Because I am not an expert on PostgreSQL and I am not sure how to apply the algorithm to generate the number 8 at the end, which is a checksum number. The number 9 is also a generated number, but it’s easy to get it. The problem is with the checksum number.
I will try to investigate how easy to apply the algorithm I need using postgresql and see the result.
EDIT 1:
Hum, Look: PostgreSQL support functions and languages. I can use PL/pgSQL language to create this function and use the function when creating the generated column.

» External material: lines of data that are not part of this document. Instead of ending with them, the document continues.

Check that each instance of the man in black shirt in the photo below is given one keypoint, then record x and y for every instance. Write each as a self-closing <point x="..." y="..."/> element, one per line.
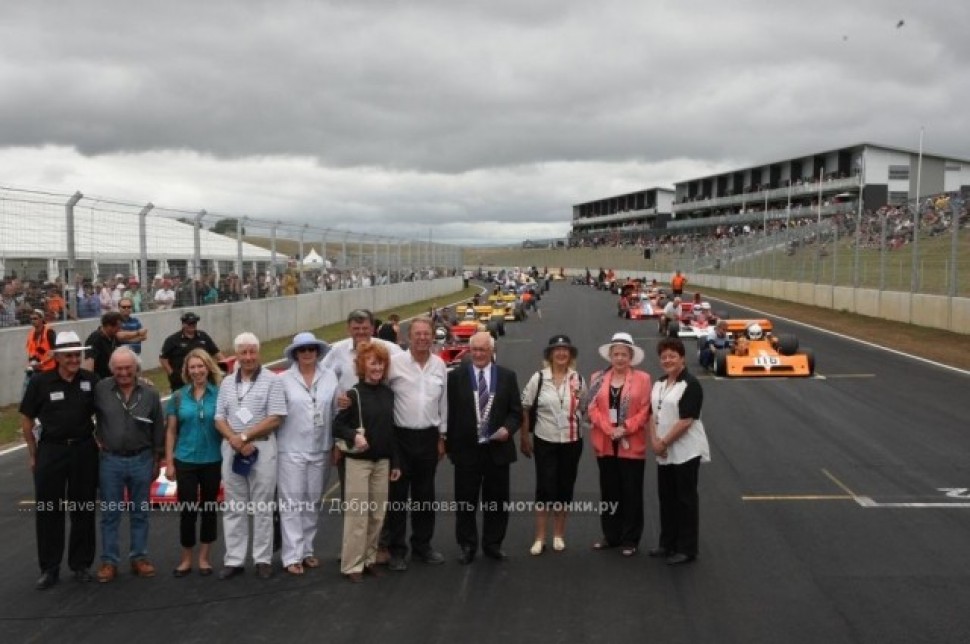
<point x="178" y="345"/>
<point x="104" y="340"/>
<point x="64" y="461"/>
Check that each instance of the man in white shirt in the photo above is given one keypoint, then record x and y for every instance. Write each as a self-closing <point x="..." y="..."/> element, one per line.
<point x="165" y="296"/>
<point x="340" y="360"/>
<point x="250" y="407"/>
<point x="419" y="380"/>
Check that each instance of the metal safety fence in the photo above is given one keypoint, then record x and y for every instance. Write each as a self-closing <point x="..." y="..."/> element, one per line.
<point x="76" y="256"/>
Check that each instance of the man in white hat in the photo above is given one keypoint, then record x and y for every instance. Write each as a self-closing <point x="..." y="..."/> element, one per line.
<point x="419" y="379"/>
<point x="64" y="461"/>
<point x="251" y="406"/>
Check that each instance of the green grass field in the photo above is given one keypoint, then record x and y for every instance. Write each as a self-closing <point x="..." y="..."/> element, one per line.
<point x="270" y="350"/>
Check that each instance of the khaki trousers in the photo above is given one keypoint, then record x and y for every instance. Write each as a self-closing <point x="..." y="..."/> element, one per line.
<point x="365" y="503"/>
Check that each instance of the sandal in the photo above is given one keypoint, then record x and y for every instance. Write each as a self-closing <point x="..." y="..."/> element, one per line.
<point x="311" y="562"/>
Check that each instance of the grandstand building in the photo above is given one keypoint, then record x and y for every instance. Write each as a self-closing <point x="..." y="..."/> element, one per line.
<point x="636" y="211"/>
<point x="795" y="188"/>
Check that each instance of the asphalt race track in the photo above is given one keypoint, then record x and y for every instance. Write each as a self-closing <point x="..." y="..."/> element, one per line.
<point x="835" y="509"/>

First I created a function to calculate a check digit:
class CreateFunctionCalculateCheckDigit < ActiveRecord::Migration[7.1]
def up # rubocop:disable Metrics/MethodLength
safety_assured do
execute <<-SQL.squish
CREATE OR REPLACE FUNCTION calculate_check_digit(string_num VARCHAR) RETURNS INTEGER AS $$
--- ...
$$ LANGUAGE plpgsql IMMUTABLE;
SQL
end
end
def down
execute 'DROP FUNCTION calculate_check_digit(string_num VARCHAR)'
end
end
And then the migration with the generated column: Thanks @Lorin_Thwaits
class CreateUsers < ActiveRecord::Migration[7.1]
def up
create_table :users, id: :uuid do |t|
t.serial :seq_number, null: false
t.virtual :number, type: :string,
as: '(seq_number::TEXT || calculate_check_digit(seq_number::TEXT))::TEXT', stored: true
# ...
t.timestamps
end
safety_assured do
execute <<-SQL.squish
ALTER SEQUENCE users_seq_number_seq RESTART WITH 10000001;
SQL
end
add_index :users, :number, unique: true
# ...
end
def down
drop_table :users
end
end
This is not about the implementation but the “algorithm” as I understand it.
It is important with IDs to understand relative to what scope they are unique. Or more precisely how big the risk of collision is. In that respect using an auto-increment has a very low uniqueness-factor.
You will have the first collision between environments very quickly. Whether that is going to materialize as a problem remains to be seen. I would certainly recommend to have an additional identifier for all environments but PROD. Otherwise the same IDs will exist on DEV, TEST, and PROD and that is usually a problem.
Or what about splitting the database for scalability? What about disaster recovery, when you to install a fresh database? Yes, this is possible to handle, but it adds (usually avoidable) complexity.
Operations in general will be more difficult.
The next problem is with data migration. Unless you can be 100% certain that this will never happen, think about merging two systems where e.g. customers have the same internal ID. There is a reason that RDBMS use considerably more complex approaches to the internal IDs of the rows. I have once come across an application that used a substring of the Oracle row ID as the business-level UUID. The substring chosen was indeed unique for Oracle 7. Guess what happened when they had to migrate to Oracle 8 (yes, this was more than 20 years ago).
What I am trying to say, and I apologize for wasting your time if you know all this already, is that a UUID is a complex thing on the business level. Auto-increments have a number of limitations to their uniqueness and in my opinion should be avoided wherever possible.